Tight-lacing stands out as a cult of obsessive
Victorian lower and middle class women; they died
trying to whittle their waists down to as little
as thirteen inches. From the mid 19th century,
around the time the sewing machine was invented,
corsets were mass-produced and cheap; these cheaply
made corsets were often advertised specifically
for tight-lacing. From the mid-century on, the
female population had dominated in number over
male; it seems that women were willing to resort
to the extremes in order to get a man.
It was easier to obtain permission to open the
bodies of the lower and working class, so is a
lot more information on tight lacing is among
them. The historical horror stories are appalling.
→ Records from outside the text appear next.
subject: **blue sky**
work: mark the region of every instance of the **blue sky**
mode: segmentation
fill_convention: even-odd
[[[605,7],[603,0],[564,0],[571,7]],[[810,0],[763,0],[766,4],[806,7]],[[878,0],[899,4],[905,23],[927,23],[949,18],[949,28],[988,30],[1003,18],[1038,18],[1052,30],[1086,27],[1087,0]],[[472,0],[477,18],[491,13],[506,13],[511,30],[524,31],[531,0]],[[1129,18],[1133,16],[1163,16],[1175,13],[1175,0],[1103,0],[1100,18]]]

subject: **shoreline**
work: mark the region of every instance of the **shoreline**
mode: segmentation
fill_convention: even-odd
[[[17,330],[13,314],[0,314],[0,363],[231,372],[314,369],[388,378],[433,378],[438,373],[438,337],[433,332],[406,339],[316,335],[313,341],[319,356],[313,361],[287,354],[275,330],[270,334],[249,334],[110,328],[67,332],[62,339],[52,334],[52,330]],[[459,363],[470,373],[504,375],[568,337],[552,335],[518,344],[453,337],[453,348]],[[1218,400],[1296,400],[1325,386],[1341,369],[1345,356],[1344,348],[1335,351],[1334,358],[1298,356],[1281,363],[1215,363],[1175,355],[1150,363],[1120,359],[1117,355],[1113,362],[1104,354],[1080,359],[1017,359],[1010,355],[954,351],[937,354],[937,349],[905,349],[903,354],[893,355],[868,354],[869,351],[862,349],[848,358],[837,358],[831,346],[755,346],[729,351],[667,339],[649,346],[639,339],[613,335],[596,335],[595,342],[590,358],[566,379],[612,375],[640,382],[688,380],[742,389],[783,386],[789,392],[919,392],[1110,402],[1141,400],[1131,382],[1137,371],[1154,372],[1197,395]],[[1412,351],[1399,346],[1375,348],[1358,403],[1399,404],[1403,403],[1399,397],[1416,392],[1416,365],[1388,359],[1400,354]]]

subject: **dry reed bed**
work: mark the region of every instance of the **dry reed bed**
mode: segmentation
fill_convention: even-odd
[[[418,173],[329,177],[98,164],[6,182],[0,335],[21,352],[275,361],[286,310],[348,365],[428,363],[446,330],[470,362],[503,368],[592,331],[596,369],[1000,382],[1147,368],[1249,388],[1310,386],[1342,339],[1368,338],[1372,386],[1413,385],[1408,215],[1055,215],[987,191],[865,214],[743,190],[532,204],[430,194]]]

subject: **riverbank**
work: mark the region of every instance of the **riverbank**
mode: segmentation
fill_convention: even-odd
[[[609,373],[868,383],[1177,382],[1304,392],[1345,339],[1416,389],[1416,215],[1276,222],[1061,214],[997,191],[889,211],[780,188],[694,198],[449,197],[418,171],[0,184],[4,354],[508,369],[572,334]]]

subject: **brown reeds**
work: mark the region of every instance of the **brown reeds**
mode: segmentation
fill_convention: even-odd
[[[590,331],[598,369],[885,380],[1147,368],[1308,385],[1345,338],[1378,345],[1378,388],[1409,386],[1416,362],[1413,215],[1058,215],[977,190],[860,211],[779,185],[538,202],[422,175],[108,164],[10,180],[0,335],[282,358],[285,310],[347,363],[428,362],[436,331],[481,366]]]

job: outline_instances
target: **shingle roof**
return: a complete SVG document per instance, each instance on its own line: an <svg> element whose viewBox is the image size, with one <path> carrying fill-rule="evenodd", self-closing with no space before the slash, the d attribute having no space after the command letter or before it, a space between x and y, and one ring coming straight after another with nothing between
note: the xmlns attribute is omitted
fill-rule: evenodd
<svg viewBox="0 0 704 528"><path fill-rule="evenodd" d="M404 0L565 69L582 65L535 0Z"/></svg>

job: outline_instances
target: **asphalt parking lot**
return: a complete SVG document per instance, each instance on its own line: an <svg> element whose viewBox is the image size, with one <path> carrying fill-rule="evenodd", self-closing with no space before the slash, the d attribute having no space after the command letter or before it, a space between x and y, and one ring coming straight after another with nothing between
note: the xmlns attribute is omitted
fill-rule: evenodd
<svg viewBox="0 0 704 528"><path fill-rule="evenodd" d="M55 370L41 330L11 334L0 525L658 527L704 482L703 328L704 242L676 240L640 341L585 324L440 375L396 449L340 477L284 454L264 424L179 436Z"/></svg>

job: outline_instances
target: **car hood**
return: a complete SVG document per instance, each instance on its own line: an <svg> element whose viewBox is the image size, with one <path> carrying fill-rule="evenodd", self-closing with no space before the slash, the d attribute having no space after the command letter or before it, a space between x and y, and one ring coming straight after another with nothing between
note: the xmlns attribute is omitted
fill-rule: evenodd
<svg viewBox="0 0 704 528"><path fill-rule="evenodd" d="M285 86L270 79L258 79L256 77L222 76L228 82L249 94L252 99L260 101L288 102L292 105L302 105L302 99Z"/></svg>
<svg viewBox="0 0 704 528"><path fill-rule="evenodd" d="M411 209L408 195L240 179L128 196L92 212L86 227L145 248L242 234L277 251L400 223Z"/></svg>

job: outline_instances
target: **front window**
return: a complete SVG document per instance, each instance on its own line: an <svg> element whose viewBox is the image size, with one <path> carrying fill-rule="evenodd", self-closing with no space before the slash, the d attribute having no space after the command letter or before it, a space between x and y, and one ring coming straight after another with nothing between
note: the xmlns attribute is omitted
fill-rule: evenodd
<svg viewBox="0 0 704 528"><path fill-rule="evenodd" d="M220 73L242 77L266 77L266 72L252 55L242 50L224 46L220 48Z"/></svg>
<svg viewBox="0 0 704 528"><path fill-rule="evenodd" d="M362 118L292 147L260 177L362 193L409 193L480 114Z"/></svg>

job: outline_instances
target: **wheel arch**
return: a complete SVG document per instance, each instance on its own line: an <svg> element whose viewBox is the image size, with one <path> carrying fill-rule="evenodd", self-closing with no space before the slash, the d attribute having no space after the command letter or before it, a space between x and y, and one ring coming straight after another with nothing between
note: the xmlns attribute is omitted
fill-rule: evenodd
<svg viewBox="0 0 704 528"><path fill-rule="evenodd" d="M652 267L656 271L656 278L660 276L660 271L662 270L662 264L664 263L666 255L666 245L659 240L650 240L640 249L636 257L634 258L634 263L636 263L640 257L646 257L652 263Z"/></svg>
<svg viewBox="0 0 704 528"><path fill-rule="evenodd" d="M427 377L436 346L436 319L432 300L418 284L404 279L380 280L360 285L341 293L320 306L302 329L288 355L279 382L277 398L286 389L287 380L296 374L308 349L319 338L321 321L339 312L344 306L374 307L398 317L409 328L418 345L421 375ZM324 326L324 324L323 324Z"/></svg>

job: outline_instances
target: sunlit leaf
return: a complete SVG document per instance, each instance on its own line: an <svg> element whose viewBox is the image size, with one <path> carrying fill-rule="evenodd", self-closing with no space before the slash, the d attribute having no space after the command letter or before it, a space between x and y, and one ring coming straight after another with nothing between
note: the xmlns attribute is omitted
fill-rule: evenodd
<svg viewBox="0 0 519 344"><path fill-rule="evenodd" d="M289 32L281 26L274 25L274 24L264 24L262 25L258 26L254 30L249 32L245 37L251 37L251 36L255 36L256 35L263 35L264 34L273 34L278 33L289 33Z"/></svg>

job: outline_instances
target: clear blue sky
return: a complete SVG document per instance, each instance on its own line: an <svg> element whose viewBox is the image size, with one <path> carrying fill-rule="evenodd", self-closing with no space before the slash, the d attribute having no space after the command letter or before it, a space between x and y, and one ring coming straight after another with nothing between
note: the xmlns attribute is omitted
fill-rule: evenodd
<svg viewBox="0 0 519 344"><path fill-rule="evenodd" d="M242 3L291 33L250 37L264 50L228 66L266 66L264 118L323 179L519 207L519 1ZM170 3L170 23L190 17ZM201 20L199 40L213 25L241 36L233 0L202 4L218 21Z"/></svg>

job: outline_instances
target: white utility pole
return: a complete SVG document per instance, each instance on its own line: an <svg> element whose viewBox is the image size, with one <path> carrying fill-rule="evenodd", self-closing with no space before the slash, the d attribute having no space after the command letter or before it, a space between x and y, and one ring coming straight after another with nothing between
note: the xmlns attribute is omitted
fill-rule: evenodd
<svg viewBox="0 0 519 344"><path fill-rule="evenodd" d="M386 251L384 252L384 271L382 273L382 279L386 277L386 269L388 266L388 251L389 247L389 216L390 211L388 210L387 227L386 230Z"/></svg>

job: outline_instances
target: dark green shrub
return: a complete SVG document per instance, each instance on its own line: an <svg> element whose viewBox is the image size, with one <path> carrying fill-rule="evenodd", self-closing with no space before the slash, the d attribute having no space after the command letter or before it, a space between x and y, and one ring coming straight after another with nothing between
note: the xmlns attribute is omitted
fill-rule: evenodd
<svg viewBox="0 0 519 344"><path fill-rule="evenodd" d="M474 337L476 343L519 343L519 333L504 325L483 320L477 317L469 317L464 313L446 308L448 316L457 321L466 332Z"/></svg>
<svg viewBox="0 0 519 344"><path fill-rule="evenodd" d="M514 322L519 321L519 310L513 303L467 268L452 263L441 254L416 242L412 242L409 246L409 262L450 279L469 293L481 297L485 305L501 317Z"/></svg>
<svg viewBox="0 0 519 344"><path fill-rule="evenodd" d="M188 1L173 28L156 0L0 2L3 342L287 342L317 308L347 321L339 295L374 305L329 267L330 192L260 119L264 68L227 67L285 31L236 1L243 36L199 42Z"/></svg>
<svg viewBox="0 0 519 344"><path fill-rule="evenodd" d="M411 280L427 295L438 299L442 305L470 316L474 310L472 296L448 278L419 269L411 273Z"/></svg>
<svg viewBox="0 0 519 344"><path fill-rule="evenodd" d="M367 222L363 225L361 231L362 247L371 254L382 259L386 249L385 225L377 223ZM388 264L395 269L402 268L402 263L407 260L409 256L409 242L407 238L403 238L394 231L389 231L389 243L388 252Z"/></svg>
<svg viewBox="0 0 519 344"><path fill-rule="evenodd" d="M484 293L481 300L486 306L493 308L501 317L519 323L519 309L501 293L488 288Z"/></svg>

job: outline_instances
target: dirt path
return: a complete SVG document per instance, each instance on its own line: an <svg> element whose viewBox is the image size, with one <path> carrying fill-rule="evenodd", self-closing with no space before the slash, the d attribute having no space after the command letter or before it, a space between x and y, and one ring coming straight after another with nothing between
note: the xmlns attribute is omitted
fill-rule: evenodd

If a doctor suspected the cause of death was tight-lacing,
it was kept very hush-hush to avoid publicity
and scandal. One 23 year old Parisian woman at
a ball in 1859 proved to be the envy of all with
her thirteen inch waist; two days later she was
found dead. The autopsy showed that her liver
had been punctured by three ribs! Other individual
examples of lower class tight-lacing include a
21 year old prostitute who died of syphilis, consumption
(a fashionable disease of the time), and corsets
while sitting in a police station. A chambermaid
who suffered from extreme stomach pains was found
dead; her stomach was nearly severed in half “leaving
a canal only as narrow as a raven’s feather”.
A villager dropped dead while dancing at a wedding
as a result of tight-lacing. If a woman died in
mysterious circumstances and was slender figured,
the physician performing the autopsy looked for
“tight-lace liver”; malformations
of the liver as a sign that she had been guilty
of tight-lacing.
Corsetry has become a staple accessory of gothic
fashion today, especially in New York City (I’ll
admit I love them, I own a dozen!) And as much
as I love fashion, being fashionable should not
equal suffering. Fetishists train their waists
to be whittled down as much as they can, but what
I can’t understand is why go to such an
unnatural extreme... okay the “unnatural
extremes” of dying your hair fuchsia and
teal green and piercing various body parts may
be outlandish to lots of folks, but hair grows
back and body jewelry can be removed. The diagram
here on the first page of this article speaks
for itself; daily tight-lacing crushes the ribs
and rearranges inner organs. Heavy corsetting
is very dangerous!! Wear your corsets lightly
or with reasonable moderation, folks!